Wyboston by-election: 29 June 2023
| Party |  | Candidate | Votes | % | ±% |
|---|---|---|---|---|---|
|  | Conservative | Julie Cox | 610 | 63.1 | –12.9 |
|  | Liberal Democrats | Thomas Townsend | 323 | 33.4 | +19.9 |
|  | Labour | Ian Nicholls | 34 | 3.5 | –7.0 |
| Majority |  |  | 287 | 29.7 |  |
| Turnout |  |  | 967 | 33.8 | −6.8 |
| Registered electors |  |  | 2,860 |  |  |
|  | Conservative hold |  | Swing | -16.4 |  |

The by-election was held because Tom Wootton, elected as a councillor for Wyboston at the ordinary election, was also elected Mayor of Bedford.

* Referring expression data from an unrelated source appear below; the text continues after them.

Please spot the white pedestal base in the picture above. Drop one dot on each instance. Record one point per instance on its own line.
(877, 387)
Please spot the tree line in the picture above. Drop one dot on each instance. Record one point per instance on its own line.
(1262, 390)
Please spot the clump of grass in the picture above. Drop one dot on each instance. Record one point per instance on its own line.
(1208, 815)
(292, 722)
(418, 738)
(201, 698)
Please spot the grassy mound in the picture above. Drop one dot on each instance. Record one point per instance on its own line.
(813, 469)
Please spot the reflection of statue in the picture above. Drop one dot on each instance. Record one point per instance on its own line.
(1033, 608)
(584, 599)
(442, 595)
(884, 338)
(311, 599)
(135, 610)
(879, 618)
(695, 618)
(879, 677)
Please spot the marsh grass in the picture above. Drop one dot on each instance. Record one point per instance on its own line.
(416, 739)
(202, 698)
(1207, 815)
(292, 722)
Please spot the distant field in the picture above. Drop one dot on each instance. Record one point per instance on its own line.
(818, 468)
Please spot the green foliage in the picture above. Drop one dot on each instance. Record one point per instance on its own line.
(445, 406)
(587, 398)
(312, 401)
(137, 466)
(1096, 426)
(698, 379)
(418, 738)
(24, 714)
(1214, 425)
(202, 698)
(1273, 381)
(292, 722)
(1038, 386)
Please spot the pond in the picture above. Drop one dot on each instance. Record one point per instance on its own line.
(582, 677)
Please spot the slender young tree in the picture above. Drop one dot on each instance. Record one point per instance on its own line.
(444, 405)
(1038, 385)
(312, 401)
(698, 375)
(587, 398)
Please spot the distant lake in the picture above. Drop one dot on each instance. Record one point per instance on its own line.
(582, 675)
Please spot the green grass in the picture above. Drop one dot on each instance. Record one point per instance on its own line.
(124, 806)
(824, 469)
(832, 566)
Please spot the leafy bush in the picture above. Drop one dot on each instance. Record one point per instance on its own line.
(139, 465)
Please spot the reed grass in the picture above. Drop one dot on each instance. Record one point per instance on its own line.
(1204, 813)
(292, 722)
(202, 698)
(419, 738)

In November 2023, Mohammed Mahboob Din, elected as a Labour councillor, left the party to sit as an independent.

===Riverfield===

Riverfield by-election: 2 May 2024
| Party |  | Candidate | Votes | % | ±% |
|---|---|---|---|---|---|
|  | Liberal Democrats | Hilde Hendrickx | 579 | 57.3 | +1.9 |
|  | Conservative | Natalie Christian-John | 249 | 24.7 | +1.1 |
|  | Labour | Warwick Mackie | 130 | 12.9 | −2.2 |
|  | Green | Emma Smart | 52 | 5.1 | −0.8 |
| Majority |  |  | 330 | 32.6 |  |
| Turnout |  |  | 1,010 | 34.3 | +2.0 |
| Registered electors |  |  | 2,953 |  |  |
|  | Liberal Democrats hold |  | Swing | +0.4 |  |

The Riverfield by-election was triggered by the resignation of Liberal Democrat councillor Billy Thompson.

===Wyboston (4 July 2024)===

Wyboston by-election: 4 July 2024
| Party |  | Candidate | Votes | % | ±% |
|---|---|---|---|---|---|
|  | Conservative | Sharan Sira | 1,096 | 58.1 | –5.0 |
|  | Liberal Democrats | Susan Henchley | 515 | 27.3 | −6.1 |
|  | Green | Richard Baker | 277 | 14.7 | N/A |
| Majority |  |  | 581 | 30.8 | +1.1 |
| Turnout |  |  | 1,888 | 66.9 | +33.1 |
| Registered electors |  |  | 2,870 |  |  |
|  | Conservative hold |  | Swing | +0.6 |  |

The by-election was triggered by the previous councillor, Julie Cox, leaving office because of ill health.